Top 5 recommendations for the user based on item-based collaborative filtering method
user_ratings user_predictions
Recommended Items
B00829THK0 0.00 0.33
B007WTAJTO 0.00 0.32
B00829TIEK 0.00 0.28
B002R5AM7C 0.00 0.27
B003ES5ZUU 0.00 0.27
In [0]:
compare_dict['SVD Item-based Collaborative Filtering'] = result
In [42]:
print('Evaluating SVD for Item-based Collaborative Filtering'); print('--'*60)
rmse_df = pd.concat([ratings_item.mean(), preds_df.mean()], axis = 1)
rmse_df.columns = ['Avg_actual_ratings', 'Avg_predicted_ratings']
RMSE = round((((rmse_df['Avg_actual_ratings'] - rmse_df['Avg_predicted_ratings']) ** 2).mean() ** 0.5), 4)
print('RMSE OF ITEM BASED COLLABORATIVE FILTERING USING MATRIX FACTORIZATION METHOD (SVD): {}'.format(RMSE))
Evaluating SVD for Item-based Collaborative Filtering
------------------------------------------------------------------------------------------------------------------------
RMSE OF ITEM BASED COLLABORATIVE FILTERING USING MATRIX FACTORIZATION METHOD (SVD): 0.0033

Observation 5 - Item Based Collaborative Filtering -- SVD
  • Above we evaluated SVD for item-based collaborative filtering and it can be seen that the RMSE of SVD model 0.0033.
In [0]:
del (RMSE, U, sigma, Vt, all_user_predicted_ratings, given_num_of_ratings, possible_num_of_ratings, result, rmse_df, 
     density, preds_df, recommend_items, user_id)
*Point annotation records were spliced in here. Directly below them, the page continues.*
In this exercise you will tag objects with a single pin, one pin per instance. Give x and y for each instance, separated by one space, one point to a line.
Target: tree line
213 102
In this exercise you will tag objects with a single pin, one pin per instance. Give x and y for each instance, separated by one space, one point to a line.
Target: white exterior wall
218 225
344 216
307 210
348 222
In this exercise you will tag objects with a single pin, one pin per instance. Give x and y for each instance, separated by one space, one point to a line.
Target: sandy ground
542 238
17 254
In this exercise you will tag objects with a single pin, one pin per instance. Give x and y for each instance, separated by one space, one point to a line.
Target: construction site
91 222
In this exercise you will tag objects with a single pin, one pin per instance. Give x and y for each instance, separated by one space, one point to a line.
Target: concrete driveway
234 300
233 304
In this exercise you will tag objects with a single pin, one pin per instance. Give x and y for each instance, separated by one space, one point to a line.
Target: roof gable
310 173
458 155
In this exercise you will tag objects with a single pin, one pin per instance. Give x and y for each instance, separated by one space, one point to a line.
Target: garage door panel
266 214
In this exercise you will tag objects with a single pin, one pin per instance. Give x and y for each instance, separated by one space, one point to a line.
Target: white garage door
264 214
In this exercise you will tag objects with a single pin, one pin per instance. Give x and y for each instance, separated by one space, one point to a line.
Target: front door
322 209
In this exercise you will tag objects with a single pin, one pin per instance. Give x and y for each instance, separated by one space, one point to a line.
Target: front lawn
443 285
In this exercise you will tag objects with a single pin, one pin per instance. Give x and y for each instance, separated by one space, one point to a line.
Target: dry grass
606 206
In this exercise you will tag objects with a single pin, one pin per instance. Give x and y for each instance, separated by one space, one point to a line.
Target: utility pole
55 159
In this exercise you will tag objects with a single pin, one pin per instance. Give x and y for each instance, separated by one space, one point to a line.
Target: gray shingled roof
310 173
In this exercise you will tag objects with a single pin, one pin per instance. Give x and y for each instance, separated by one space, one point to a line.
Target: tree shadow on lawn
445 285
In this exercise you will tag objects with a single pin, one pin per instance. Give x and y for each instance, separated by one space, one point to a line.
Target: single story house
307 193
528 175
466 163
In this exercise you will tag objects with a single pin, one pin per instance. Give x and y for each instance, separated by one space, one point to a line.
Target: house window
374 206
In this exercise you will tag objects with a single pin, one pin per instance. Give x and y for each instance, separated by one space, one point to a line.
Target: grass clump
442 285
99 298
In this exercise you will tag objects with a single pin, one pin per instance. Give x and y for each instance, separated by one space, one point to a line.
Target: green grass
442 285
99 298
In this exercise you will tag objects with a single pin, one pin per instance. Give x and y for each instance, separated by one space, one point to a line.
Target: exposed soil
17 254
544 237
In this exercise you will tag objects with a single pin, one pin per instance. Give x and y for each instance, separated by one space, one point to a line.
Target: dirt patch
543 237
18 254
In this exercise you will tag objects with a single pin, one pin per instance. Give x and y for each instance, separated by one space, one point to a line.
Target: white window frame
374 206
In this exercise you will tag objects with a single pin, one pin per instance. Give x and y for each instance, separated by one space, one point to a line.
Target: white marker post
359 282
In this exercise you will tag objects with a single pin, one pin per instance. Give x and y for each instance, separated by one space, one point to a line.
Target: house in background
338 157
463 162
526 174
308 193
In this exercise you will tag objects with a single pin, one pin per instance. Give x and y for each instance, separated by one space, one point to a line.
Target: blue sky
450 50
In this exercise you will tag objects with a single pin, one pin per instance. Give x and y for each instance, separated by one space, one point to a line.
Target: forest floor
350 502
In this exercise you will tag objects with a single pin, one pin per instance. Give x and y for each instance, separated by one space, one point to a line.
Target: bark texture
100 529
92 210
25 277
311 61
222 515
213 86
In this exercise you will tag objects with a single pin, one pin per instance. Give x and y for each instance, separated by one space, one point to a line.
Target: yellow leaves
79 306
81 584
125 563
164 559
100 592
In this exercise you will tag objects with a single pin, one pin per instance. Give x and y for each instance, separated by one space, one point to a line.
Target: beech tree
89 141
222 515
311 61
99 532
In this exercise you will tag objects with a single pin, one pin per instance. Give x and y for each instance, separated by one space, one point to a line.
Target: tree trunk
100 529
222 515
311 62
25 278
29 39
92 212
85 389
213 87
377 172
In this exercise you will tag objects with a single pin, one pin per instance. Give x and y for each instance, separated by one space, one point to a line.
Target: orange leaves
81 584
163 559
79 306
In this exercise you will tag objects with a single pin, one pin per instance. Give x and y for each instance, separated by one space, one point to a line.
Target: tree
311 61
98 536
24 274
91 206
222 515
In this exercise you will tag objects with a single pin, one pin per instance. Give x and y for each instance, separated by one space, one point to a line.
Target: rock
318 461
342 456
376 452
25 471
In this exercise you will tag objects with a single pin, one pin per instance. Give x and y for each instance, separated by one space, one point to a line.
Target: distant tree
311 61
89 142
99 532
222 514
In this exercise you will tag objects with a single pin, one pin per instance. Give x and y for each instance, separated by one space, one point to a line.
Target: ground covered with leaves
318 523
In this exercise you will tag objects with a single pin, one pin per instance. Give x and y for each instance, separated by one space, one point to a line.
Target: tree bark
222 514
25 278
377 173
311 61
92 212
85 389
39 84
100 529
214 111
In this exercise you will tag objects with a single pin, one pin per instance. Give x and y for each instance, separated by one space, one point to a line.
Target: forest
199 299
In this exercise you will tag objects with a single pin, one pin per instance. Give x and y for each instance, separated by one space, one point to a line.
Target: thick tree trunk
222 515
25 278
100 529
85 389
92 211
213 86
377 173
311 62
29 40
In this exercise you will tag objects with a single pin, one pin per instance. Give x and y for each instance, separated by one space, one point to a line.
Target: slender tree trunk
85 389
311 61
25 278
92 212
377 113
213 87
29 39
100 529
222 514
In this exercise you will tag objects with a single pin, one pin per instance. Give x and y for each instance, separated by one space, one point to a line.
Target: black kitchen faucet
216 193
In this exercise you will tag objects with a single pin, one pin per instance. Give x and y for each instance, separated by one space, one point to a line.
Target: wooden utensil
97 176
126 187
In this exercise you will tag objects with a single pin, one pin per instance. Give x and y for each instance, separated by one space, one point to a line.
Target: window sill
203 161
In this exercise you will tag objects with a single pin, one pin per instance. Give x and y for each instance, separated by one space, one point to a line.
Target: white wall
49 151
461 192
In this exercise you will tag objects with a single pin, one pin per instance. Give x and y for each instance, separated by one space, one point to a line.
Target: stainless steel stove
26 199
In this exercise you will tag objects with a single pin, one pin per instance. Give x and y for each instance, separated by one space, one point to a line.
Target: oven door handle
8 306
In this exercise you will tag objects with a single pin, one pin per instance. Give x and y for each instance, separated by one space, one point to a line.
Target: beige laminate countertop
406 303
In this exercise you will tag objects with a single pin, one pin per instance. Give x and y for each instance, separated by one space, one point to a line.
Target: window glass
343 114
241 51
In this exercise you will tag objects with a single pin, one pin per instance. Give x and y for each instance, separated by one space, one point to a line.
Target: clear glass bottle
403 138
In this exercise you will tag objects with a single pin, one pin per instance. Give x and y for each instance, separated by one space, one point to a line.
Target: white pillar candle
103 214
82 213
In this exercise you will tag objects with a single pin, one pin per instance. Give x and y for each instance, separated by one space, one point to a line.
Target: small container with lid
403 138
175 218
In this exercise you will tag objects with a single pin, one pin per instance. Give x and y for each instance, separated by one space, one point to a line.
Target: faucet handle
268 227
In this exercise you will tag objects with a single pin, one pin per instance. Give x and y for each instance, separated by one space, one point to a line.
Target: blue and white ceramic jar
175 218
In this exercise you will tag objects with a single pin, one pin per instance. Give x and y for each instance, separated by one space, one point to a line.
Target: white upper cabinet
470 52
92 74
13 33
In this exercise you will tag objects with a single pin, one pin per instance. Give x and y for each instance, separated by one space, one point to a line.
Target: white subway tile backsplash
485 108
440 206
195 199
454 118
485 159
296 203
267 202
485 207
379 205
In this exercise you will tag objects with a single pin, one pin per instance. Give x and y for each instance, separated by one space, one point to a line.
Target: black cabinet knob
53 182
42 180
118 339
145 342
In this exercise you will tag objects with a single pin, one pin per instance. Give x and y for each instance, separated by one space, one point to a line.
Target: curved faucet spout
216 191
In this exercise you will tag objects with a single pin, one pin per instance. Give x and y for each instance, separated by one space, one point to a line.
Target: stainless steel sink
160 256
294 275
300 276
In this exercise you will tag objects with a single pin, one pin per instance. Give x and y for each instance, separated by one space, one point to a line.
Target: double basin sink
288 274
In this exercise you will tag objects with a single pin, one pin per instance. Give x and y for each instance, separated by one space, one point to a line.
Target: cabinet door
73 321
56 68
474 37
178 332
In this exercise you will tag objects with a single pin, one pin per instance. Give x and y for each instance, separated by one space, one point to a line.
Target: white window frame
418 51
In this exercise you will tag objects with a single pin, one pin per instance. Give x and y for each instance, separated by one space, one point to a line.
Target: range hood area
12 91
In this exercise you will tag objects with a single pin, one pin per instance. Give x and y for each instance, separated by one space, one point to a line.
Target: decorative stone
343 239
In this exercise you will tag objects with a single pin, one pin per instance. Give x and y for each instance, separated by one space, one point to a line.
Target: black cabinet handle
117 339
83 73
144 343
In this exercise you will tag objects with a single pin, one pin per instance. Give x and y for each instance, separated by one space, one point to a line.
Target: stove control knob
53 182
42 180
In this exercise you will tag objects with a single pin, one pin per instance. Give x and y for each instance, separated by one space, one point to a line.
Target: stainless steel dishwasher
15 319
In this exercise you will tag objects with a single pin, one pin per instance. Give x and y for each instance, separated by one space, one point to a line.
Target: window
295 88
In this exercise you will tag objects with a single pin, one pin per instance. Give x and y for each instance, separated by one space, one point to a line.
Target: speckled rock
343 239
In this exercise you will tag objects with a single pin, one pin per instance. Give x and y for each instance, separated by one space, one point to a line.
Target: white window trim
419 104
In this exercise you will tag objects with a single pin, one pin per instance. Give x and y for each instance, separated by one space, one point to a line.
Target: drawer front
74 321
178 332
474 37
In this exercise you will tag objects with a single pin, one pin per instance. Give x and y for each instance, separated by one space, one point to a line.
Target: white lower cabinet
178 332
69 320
Product Similarity based on Sklearn Nearest Neighbor
In [44]:
print('Product similarity based on Sklearn Nearest Neighbor'); print('--'*40)
k = 5
df_knn = ratings.pivot(index = 'ProductID', columns = 'UserID', values = 'Rating').fillna(0)
df_knn_matrix = csr_matrix(df_knn.values)

model_knn = NearestNeighbors(metric = 'cosine', algorithm = 'brute', n_neighbors = k)
model_knn.fit(df_knn_matrix)

query_item = np.random.choice(df_knn.shape[0])
query_user = np.random.choice(df_knn.shape[1])
distances, indices = model_knn.kneighbors(df_knn.iloc[query_item, :].values.reshape(1, -1), n_neighbors = k+1)
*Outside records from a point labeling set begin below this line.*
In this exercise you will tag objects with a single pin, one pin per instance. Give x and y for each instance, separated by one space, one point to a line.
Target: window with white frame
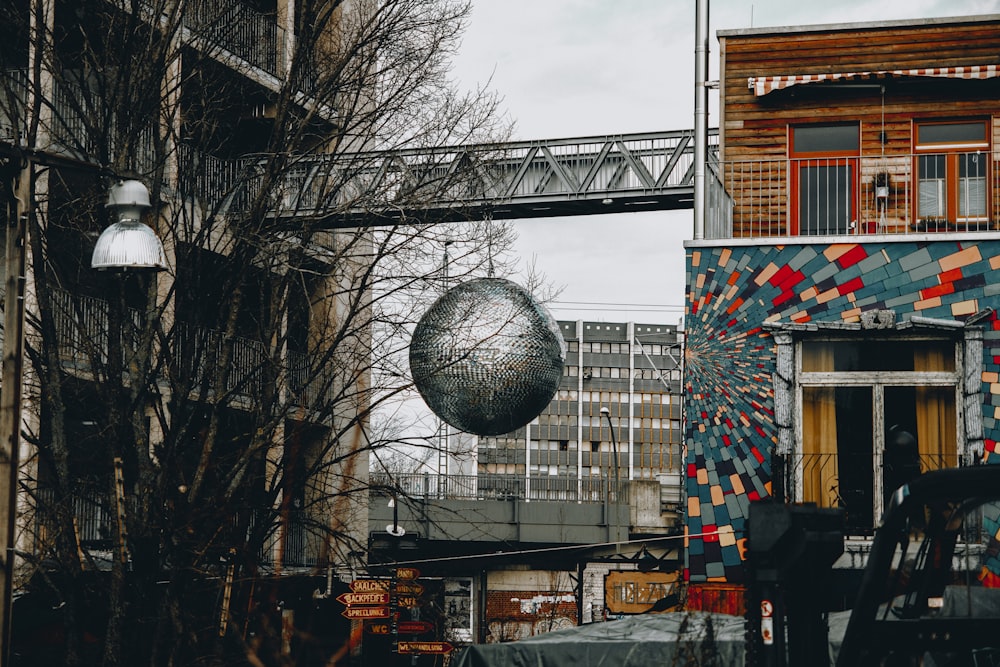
952 162
873 413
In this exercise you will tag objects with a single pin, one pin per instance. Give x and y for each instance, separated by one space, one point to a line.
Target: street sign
369 585
414 627
365 612
407 601
402 628
356 599
409 588
424 647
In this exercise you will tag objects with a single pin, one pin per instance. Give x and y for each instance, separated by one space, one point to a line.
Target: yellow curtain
819 432
935 409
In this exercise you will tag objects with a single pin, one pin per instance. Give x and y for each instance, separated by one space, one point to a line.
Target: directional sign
407 601
402 628
369 585
409 588
375 585
365 612
424 647
357 599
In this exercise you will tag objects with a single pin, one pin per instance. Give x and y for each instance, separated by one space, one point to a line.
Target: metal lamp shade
486 357
128 244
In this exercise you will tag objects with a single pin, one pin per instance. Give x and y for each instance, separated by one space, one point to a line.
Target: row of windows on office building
651 349
617 373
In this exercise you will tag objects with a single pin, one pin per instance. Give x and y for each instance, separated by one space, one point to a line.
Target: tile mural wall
729 400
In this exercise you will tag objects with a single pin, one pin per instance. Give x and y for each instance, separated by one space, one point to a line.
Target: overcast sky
569 68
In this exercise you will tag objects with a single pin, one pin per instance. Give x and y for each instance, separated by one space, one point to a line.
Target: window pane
931 186
972 185
837 447
878 355
920 432
825 139
824 199
951 133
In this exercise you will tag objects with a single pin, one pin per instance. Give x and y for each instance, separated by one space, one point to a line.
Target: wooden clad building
844 298
864 128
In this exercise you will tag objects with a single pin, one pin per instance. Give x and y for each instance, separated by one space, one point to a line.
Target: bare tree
195 431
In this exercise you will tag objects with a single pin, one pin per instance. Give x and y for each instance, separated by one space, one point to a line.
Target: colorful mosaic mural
729 407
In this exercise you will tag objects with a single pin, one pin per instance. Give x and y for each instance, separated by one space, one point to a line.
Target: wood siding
756 128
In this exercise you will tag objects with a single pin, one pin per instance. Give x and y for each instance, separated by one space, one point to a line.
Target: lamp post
614 442
126 244
606 413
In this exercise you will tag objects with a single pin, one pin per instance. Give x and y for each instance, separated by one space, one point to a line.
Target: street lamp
125 244
614 443
606 413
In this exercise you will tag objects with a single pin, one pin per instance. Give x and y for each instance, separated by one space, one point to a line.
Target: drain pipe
700 115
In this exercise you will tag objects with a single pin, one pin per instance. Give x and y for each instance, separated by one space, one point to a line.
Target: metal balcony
229 29
861 196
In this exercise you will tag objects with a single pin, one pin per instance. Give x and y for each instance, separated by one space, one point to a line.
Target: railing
82 330
635 172
292 538
72 124
500 487
899 194
92 513
848 481
245 33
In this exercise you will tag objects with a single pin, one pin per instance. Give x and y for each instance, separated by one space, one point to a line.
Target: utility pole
17 181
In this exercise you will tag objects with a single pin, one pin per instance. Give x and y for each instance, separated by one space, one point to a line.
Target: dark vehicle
922 599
for i in range(0, len(distances.flatten())):
  if i == 0:
    print('Recommendations for {0}:\n'.format(df_knn.index[query_item]))
  else:
    print('{0}: {1}, with distance of {2}:'.format(i, df_knn.index[indices.flatten()[i]], distances.flatten()[i]))
Product similarity based on Sklearn Nearest Neighbor
--------------------------------------------------------------------------------
Recommendations for B008R79VMQ:

1: B0017S37IG, with distance of 0.3845425451033364:
2: B003VVYL46, with distance of 0.3845425451033364:
3: B0016VA4L2, with distance of 0.3845425451033364:
4: B0014KO1M8, with distance of 0.3845425451033364:
5: B007UE2SPE, with distance of 0.3845425451033364:

Model based Collaborative Filtering: k-NN
In [45]:
print('Further reducing the number of users'); 
print('Earlier we had considered users those who rated >=50 products, now to avoid memory issues let\'s take users those who\'ve rated >100 products')
print('--'*40)

ratings_df = ratings_df[ratings_df['UserIDCounts'] > 100]
print(f'Number of rows {ratings_df.shape[0]} and number of columns {ratings_df.shape[1]} in filtered dataframe')
print('Number of unique USERS in further filtered ratings dataframe = ', ratings_df['UserID'].nunique())
print('Number of unique PRODUCTS in further filteredratings dataframe = ', ratings_df['ProductID'].nunique())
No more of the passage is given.